Death and music hall memories

The organ has resided in the old music hall since the 1920s, when the speakeasy was a way of life, when my grandmother dreamt burlesque, satin dreams that were never realized. I don't know how many pairs of hands have been laid on the old peeling wood, or how many different stiff drinks have been spilled in between the keys. It must have taken many lovers: on summer nights when sweaty thighs were pressed flush against its cool veneer, or in the winter, when warm mugs of cider warmed fingers that tentatively picked out love songs transcribed from phonographs.
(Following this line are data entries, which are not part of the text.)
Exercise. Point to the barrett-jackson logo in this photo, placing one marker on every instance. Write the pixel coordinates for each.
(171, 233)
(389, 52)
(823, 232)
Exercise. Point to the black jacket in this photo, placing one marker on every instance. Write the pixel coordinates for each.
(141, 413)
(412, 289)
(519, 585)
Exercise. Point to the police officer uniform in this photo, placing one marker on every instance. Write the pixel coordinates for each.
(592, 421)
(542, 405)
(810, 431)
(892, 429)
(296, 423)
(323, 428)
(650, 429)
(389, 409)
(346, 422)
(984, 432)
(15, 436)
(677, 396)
The players came and went, each leaving their distinct marks on it.

Gran never fell out of love with the organ, so she bought the music hall and kept it open on the weekends so visitors could reminisce about times they never knew in the first place. I grew up with the organ as a steady presence in my life, being coaxed into sleep by the awkward lullabies of curious players from all levels of talent and all walks of life.

There were the young: they were the ones just intoxicated enough to be reckless, the ones who added layers of amber stains with each spilled drink, their sepia-toned shrieks of laughter matching the photographs hanging in the main hall. They came with fur coats and unrealized dreams, wearing their ideals on their sleeves and unaware that their limbs filled up every inch of the ballroom so that there was no room to breathe.
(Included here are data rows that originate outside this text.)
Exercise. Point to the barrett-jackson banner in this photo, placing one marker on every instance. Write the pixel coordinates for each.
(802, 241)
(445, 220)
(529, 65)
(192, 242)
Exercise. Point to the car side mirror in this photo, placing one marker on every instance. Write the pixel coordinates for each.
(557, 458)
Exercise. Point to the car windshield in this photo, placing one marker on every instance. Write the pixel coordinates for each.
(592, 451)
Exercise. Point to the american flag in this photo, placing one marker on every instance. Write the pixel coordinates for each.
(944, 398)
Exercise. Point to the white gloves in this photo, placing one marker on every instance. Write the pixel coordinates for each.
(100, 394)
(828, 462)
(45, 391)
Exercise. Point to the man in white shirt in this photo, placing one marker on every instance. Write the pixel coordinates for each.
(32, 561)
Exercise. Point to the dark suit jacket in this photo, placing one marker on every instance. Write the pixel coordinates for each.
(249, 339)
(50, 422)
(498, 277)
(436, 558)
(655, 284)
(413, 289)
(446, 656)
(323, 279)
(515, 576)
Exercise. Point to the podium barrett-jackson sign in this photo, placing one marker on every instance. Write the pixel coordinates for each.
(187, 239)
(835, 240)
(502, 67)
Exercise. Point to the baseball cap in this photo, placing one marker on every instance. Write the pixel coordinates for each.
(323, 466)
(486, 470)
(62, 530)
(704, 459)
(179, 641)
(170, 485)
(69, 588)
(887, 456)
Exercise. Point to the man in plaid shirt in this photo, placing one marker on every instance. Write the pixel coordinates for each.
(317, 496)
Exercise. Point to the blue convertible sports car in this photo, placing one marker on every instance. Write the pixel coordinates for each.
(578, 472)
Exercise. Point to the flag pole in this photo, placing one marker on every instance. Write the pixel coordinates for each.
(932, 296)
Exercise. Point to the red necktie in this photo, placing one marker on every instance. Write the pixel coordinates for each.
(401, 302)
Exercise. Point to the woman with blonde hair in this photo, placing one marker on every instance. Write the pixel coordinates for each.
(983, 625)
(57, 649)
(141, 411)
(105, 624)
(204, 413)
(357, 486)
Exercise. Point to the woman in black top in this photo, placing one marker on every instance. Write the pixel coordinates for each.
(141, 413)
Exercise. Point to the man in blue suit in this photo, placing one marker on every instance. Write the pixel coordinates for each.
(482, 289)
Then there were the old, and I suspected they were the only ones to truly love the organ. Their hands are arthritic, seismic, like feathers disturbed by autumn's insistent winds. They come in and stop short when they see the organ slumped against its corner. They look at it helplessly, as if to say, we do not know whom is older. They always play with their eyes closed, as if the failure to see in reality was nothing compared to late night joy replayed over and over in their memories.

Despite my constant guard over the organ and its lovers, I never played it myself. In truth, I was afraid of it - its history lodged between individual layers of dust, its secrets told only through the music it has produced, and most of all, its uncertain future.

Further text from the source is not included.